Ha ha! Yes, indeed. But NFPA also rounds off 0.707107 to just 0.7 when spacing spot-type detectors, so it’s in line with where they round off (and where they don’t).
They also use 25.2 volts for what most of us would call a “25 volt” speaker system, which makes a difference of less than 2% when calculating power.
And, of course, most designers pretend that power-limited fire alarm systems are a nominal 24 VDC, when they are usually closer to 25.2 VDC…and often much different from either value. Just depends on the manufacturer and design.
It is, I believe, from a manufacturer’s installation manual.
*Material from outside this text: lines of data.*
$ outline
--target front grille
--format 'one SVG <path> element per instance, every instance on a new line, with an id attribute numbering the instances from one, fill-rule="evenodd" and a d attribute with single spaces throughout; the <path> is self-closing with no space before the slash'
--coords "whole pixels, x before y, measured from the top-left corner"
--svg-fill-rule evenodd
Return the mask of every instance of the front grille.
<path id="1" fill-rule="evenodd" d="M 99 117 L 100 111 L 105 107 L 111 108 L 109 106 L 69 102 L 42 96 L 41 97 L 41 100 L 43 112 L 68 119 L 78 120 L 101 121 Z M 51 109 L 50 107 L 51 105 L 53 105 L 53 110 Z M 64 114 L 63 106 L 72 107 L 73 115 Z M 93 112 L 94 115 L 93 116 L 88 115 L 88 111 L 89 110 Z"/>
I may be able to track it down. But NFPA is notorious for co-opting things manufacturers write and inserting them in the Codes.
Even aside from all the other issues, saying there is a “loss of -0.5 dB” is nonsense. A loss of a negative amount is… a gain. They should just say a “loss of 0.5 dB”, or maybe an “amplification of -0.5 dB” if they really want to go that way (“gain of -0.5 dB” is admittedly a bit confusing even if strictly correct).
True. But I think the intent is to be saying, “the voltage loss is equivalent to -0.5 dB” and it’s easier to say “loss of -0.5 dB.” In fact, nobody would care about -0.5 dB or even +0.5 dB. Both are absolutely insignificant when it come to the final installed system. The software most often used to calculate speaker circuit loss usually gives a warning when you reach -1.5 dB, but the Code does not specifically state that a certain loss is acceptable or unacceptable. The criteria are performance-based…make the alert tone 15 dBA above ambient in all locations and keep the voice-announcements intelligible and you’re good to go.
Not only is equation A.18.3.7.2.1a incorrectly applied, but their terminology is all f’d up.
In equation A.18.3.7.2.1a we have the (again, incorrectly applied) equation:
dB circuit loss = 20*log(load impedance/(load impedance + circuit resistance))
This can only make sense if load impedance is the resistance of the actual load (the speaker), and the “circuit resistance” is the total resistance of the wiring only.
In equation A.18.3.7.2.1b they say,
load impedance = circuit voltage²/circuit wattage
Well, since load impedance must be the resistance of the actual load (the speaker), then according to this equation “circuit voltage” must be the load (speaker) voltage, and “circuit wattage” must be the load (speaker) power. If so, why in the hell are they using the term “circuit voltage” for the load voltage, and “circuit wattage” for the load power? With the exception of current - which is the same everywhere - who in the hell would use the term “circuit” when talking about the load (speaker)?
And then they say the circuit voltage is 70.7 V. But isn’t that the source voltage?
Now some people might say, “Well, the source voltage and load voltage are roughly the same anyway.” No, their difference matters. If they were assumed to be the same, there wouldn’t be a dB loss!
I am still reviewing it, and it’s a complete train wreck. For now, two things are for certain: 1) whoever wrote that section should be taken out back and profusely beaten (j/k), and 2) it needs to be rewritten.
The only good thing you can say is that the error is conservative; the length limit is shorter than it needs to be.